Monday, December 01, 2025

We're building walls to separate social and private housing again


The segregation of the classes is back, and it's not done only by price. Here's a report by Jessica Murray and Michael Goodier from the Guardian:

The homes of people in Nunsthorpe, a postwar former council housing estate known locally as “The Nunny”, sit only a few metres away from their more affluent neighbours in Scartho with their conservatories and driveways.

Walking between the two is almost impossible because of a 1.8-metre-high (6ft) barricade between them, which blocks off roads and walkways that link the two areas in Grimsby, Lincolnshire.

Journeys that should only take a few seconds become a 25-minute walk down to the open field on the edge of the estate, or through the grounds of a hospital, to bypass the wall.
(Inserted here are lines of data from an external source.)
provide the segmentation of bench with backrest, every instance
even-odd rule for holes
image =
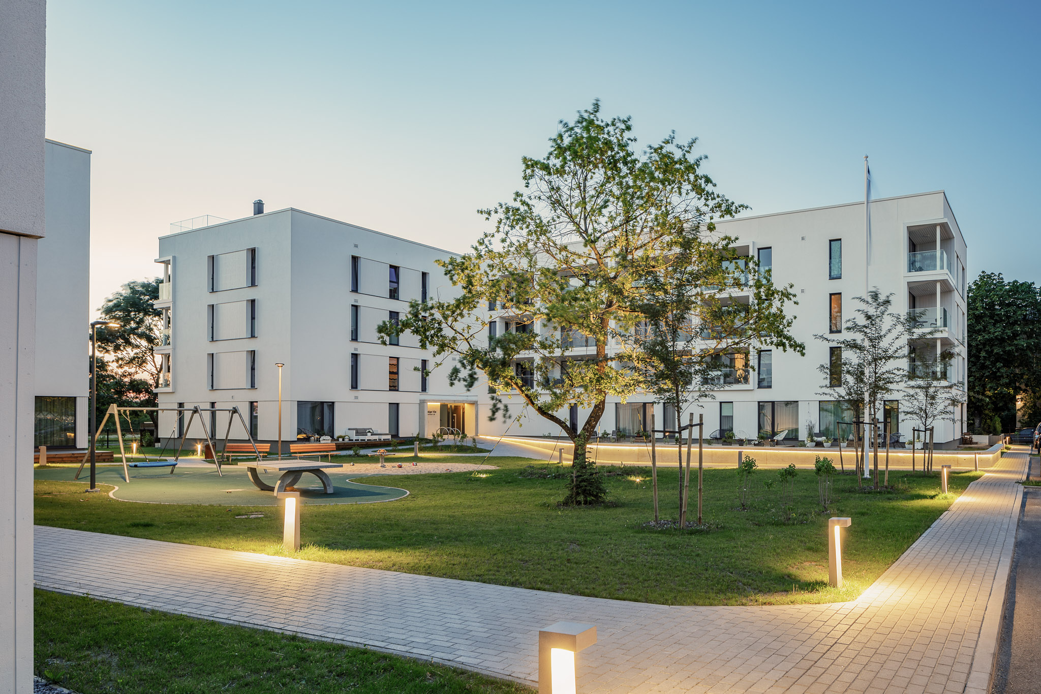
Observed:
[[[257,448],[254,451],[252,443],[228,443],[224,446],[224,459],[231,460],[232,456],[256,458],[257,451],[260,452],[260,457],[263,458],[271,453],[271,444],[257,443]]]
[[[322,454],[329,454],[329,460],[332,460],[332,454],[336,451],[335,443],[290,443],[289,454],[294,456],[318,456],[321,460]]]

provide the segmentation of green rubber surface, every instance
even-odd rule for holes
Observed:
[[[221,468],[224,477],[217,473],[217,468],[175,467],[170,473],[169,467],[131,467],[130,482],[123,480],[123,466],[97,468],[98,484],[111,485],[117,489],[110,496],[123,502],[143,502],[146,504],[185,504],[198,506],[278,506],[278,499],[270,491],[261,491],[253,486],[246,475],[245,467],[225,465]],[[332,480],[335,492],[326,494],[322,491],[322,483],[313,474],[304,473],[297,483],[303,504],[372,504],[373,502],[390,502],[405,496],[408,492],[393,487],[377,487],[359,485],[349,481],[350,473],[326,470]],[[73,480],[76,467],[55,467],[36,469],[36,480],[61,482],[90,482],[90,469],[83,468],[79,480]],[[270,485],[278,481],[278,475],[261,472],[260,479]]]

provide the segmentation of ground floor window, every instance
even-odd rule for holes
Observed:
[[[48,448],[76,446],[76,399],[36,396],[32,445]]]
[[[297,438],[332,436],[332,403],[297,402]]]
[[[759,404],[759,432],[771,438],[798,438],[798,401],[778,401]]]

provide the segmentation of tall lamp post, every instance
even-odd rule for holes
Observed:
[[[98,438],[98,326],[119,328],[120,324],[108,320],[91,323],[91,488],[87,491],[98,491],[98,485],[95,482]]]
[[[282,460],[282,367],[285,364],[275,364],[278,366],[278,459]]]

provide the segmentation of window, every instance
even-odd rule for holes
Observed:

When I read that, I remembered that such walls had been put up in the 1930s. And then I saw that Municipal Dreams had posted a couple of examples from his blog on Bluesky.

The first was in Oxford, where in the city council built its Cutteslowe Estate. A couple of its roads joined up with roads on a private estate recently built by private developers, the Urban Housing Company:

The Company alleged council tenants were responsible for vandalism on the private estate. It also claimed that the rehousing of former slum-dwellers on the estate breached an undertaking given by the Council that it wouldn’t be used for this purpose. 

Whatever the (not so) niceties, it’s not hard to see the naked class prejudice and commercial interest that lay behind the Company’s supposed grievances. It erected two-metre high, spiked walls – separating the council homes from their private equivalents – across the connecting streets in December 1934. They forced a 600-metre detour for council estate residents trying to reach the main road.

And the second was in Lewisham, where this was the reaction to the opening of the council's Downham Estate: 

In 1926, a seven-foot high wall capped with broken glass was built across the street to the adjacent private estate, intended to prevent Downham’s residents using the street as a short-cut to Bromley town centre. The wall remained till 1950.

It was worse than that in Oxford where the Cotteslowe Walls lasted until 1959.

But they did come down. Today's society is putting walls up again.